I just came back from Hamburg where I was teaching and performing for TÖRN festival. It’s difficult to be positive in the times we are living in and I was so happy to be at a festival where the theme was ‘How do we want to live?’. I was reminded that improv is of course not just entertainment, but an immediate response to our lived experience. It also gives us some tools to navigate the world and look at it with a positive spin. I’m not talking about toxic positivity where we are all inanely smiling and pretending it’s fine, but where we believe that change is possible; where we really can listen to all sides and continually question our own beliefs and actions.
Chris Mead and I took our improvised science fiction show Project2 to TÖRN in the form of Hopepunk. ‘Hopepunk’ is a subgenre of speculative fiction that is the opposite of ‘grimdark’. The term was coined by fantasy author Alexandra Rowland in 2017. It doesn’t mean being nice and avoiding conflict or setting your story in a perfect or beautiful world. Rowland gives an example; “sometimes the kindest thing you can do for someone is to stand up to a bully on their behalf, and that takes guts and rage”.
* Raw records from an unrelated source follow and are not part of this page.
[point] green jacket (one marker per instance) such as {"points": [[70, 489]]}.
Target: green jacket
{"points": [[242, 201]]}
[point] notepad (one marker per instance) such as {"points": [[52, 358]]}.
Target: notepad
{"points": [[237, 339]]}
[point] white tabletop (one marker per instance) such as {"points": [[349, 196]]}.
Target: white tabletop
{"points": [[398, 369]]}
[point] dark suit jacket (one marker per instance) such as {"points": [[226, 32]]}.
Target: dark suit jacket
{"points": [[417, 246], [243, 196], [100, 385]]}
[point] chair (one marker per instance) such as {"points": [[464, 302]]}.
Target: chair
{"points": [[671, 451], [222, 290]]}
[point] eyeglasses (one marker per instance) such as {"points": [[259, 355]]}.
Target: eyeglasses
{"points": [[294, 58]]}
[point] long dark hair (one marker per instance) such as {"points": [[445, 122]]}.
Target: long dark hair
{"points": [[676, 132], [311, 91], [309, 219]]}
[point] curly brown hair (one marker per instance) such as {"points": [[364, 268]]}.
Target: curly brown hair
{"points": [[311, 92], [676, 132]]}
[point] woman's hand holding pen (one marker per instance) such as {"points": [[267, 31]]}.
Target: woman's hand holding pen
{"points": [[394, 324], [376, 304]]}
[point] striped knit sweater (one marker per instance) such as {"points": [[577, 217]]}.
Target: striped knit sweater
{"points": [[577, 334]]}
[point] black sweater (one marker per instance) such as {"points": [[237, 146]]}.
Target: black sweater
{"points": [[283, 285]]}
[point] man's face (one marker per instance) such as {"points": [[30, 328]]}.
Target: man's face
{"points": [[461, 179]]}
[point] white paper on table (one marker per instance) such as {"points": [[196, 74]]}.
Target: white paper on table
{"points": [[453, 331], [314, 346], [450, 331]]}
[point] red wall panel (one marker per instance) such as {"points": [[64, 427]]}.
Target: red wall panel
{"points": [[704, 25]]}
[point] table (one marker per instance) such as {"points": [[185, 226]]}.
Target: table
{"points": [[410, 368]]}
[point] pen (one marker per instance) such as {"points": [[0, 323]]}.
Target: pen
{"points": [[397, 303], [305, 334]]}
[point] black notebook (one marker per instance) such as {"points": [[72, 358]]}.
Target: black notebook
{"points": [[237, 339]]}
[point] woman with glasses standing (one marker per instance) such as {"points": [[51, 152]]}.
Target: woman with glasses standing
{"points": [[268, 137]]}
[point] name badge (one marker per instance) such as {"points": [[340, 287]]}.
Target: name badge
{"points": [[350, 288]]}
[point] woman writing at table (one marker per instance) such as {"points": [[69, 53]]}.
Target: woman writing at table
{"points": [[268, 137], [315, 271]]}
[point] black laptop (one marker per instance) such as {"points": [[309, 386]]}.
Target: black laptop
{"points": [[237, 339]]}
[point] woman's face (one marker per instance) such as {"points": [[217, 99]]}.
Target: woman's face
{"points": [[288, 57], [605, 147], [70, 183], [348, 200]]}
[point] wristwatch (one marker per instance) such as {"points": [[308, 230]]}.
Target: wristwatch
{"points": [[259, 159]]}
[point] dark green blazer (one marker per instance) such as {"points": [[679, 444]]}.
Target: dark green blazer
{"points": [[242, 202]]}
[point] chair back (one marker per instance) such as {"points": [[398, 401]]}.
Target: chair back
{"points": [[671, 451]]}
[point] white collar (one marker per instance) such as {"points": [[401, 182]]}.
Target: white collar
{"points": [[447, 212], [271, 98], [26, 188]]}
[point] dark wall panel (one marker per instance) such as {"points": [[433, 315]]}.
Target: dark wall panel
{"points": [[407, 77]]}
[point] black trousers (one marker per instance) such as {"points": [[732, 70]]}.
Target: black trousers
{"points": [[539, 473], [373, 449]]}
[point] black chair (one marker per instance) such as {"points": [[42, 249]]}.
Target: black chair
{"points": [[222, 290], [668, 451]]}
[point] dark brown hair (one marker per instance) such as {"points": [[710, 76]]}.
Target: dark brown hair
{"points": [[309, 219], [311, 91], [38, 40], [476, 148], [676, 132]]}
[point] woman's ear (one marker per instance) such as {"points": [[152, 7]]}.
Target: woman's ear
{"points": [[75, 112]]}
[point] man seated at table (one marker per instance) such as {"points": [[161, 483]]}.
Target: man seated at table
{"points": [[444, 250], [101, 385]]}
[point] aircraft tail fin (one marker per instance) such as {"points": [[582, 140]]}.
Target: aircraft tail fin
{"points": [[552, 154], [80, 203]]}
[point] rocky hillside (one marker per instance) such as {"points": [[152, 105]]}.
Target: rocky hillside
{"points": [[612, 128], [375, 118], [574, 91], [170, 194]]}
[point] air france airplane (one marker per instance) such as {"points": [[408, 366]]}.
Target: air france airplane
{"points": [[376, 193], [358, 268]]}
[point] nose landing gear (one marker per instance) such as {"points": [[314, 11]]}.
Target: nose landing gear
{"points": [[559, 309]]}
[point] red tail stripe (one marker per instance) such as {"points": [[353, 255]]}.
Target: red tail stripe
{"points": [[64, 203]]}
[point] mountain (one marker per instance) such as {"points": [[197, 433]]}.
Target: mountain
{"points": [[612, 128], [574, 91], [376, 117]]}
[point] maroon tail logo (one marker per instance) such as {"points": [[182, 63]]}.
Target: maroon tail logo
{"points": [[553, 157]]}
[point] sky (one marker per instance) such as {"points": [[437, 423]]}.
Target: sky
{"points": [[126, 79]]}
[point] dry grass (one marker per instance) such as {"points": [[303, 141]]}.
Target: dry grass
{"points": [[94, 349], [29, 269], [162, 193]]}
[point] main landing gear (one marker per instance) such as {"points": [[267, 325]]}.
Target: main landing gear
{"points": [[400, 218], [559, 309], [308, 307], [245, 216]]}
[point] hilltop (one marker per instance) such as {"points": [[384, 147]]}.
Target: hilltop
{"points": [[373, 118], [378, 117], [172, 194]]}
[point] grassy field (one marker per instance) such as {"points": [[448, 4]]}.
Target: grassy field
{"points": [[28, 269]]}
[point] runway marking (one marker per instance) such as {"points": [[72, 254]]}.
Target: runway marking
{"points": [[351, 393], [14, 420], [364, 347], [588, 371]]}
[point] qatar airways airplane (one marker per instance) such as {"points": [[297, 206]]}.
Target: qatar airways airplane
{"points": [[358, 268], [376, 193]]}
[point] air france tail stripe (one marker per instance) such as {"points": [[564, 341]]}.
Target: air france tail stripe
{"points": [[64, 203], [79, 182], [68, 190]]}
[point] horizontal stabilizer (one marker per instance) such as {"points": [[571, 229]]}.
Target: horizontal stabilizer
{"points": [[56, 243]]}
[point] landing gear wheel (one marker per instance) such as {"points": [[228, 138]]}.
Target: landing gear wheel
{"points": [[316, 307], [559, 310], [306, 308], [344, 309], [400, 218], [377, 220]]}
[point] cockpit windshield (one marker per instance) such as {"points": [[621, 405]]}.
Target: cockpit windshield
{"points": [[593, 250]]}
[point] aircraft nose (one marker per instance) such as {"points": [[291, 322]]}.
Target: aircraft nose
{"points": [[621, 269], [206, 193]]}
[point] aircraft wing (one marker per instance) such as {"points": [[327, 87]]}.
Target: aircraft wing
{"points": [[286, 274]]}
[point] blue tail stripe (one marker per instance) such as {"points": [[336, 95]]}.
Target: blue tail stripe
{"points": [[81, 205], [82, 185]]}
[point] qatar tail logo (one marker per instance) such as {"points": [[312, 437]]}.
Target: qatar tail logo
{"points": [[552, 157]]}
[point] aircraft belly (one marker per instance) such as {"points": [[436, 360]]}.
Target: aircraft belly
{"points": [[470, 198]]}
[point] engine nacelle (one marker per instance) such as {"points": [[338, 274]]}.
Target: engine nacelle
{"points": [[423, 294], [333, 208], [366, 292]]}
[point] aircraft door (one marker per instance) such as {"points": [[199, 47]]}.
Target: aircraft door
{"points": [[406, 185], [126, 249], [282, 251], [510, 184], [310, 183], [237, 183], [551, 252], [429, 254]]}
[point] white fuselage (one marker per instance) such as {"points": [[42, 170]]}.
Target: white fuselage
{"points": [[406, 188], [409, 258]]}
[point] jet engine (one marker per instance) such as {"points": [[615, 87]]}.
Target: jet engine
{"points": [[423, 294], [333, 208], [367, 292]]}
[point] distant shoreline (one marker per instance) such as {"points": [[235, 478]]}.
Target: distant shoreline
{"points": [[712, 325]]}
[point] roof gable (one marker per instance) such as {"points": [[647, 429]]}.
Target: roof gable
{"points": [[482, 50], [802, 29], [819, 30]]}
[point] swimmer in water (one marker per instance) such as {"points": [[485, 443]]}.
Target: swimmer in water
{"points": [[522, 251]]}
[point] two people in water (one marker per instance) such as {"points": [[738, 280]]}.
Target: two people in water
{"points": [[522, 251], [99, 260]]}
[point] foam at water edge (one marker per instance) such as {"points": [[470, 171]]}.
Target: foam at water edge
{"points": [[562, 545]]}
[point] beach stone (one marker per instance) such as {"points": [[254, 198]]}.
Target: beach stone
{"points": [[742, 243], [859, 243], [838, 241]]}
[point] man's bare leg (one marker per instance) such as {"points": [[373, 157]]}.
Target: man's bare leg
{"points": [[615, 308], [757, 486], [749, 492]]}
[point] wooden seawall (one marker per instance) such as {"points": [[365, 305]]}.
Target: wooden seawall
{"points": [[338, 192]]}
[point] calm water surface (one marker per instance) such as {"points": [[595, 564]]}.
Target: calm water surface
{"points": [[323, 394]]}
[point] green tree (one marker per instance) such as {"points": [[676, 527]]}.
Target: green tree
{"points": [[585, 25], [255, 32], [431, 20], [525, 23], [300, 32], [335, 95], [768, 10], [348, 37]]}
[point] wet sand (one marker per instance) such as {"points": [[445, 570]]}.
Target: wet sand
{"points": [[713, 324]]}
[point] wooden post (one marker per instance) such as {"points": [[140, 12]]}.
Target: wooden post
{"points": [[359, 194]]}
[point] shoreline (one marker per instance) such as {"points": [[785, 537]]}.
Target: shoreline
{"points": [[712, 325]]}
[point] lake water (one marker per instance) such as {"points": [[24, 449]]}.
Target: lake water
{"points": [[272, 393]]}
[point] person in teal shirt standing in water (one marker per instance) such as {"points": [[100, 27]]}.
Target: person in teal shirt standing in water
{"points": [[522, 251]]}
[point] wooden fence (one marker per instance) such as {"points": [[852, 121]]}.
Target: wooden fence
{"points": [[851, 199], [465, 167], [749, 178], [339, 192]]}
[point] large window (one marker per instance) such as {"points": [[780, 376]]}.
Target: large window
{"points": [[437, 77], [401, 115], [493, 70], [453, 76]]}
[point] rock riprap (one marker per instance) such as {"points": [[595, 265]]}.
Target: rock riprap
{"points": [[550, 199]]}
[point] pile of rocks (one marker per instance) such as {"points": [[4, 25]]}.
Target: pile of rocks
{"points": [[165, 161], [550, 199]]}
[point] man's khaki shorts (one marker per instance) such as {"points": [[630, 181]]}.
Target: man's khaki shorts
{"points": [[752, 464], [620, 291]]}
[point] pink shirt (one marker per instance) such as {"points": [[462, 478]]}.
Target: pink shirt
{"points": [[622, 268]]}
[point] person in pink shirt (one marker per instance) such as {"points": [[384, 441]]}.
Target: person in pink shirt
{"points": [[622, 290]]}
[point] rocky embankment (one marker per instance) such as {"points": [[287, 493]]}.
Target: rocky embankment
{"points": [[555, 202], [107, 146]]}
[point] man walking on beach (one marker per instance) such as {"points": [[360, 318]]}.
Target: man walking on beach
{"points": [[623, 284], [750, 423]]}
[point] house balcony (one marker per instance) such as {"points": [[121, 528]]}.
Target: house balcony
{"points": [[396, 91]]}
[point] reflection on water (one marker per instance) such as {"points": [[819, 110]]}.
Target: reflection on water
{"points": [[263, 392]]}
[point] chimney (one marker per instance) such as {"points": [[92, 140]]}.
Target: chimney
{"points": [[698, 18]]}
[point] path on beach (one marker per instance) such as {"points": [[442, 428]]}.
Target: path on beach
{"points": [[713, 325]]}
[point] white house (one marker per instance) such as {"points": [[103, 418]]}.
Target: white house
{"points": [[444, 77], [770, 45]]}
Counter to ‘grimdark’ fiction (violent, amoral and cynical) such as Game of Thrones, The Witcher, Breaking Bad and The Walking Dead, hopepunk lives in narratives like Mad Max: Fury Road, Lord of the Rings, The Expanse, Saga, The Good place and Parks and Recreation. Characters fight for positive change, community and kindness.
If you are feeling the darkness of the world, create ‘noblebright’ characters in your improvised fiction. Have them fight and take risks for a positive, empathetic, community outcome. And if you can, bring hopepunk into your own life, because kindness is a radical act.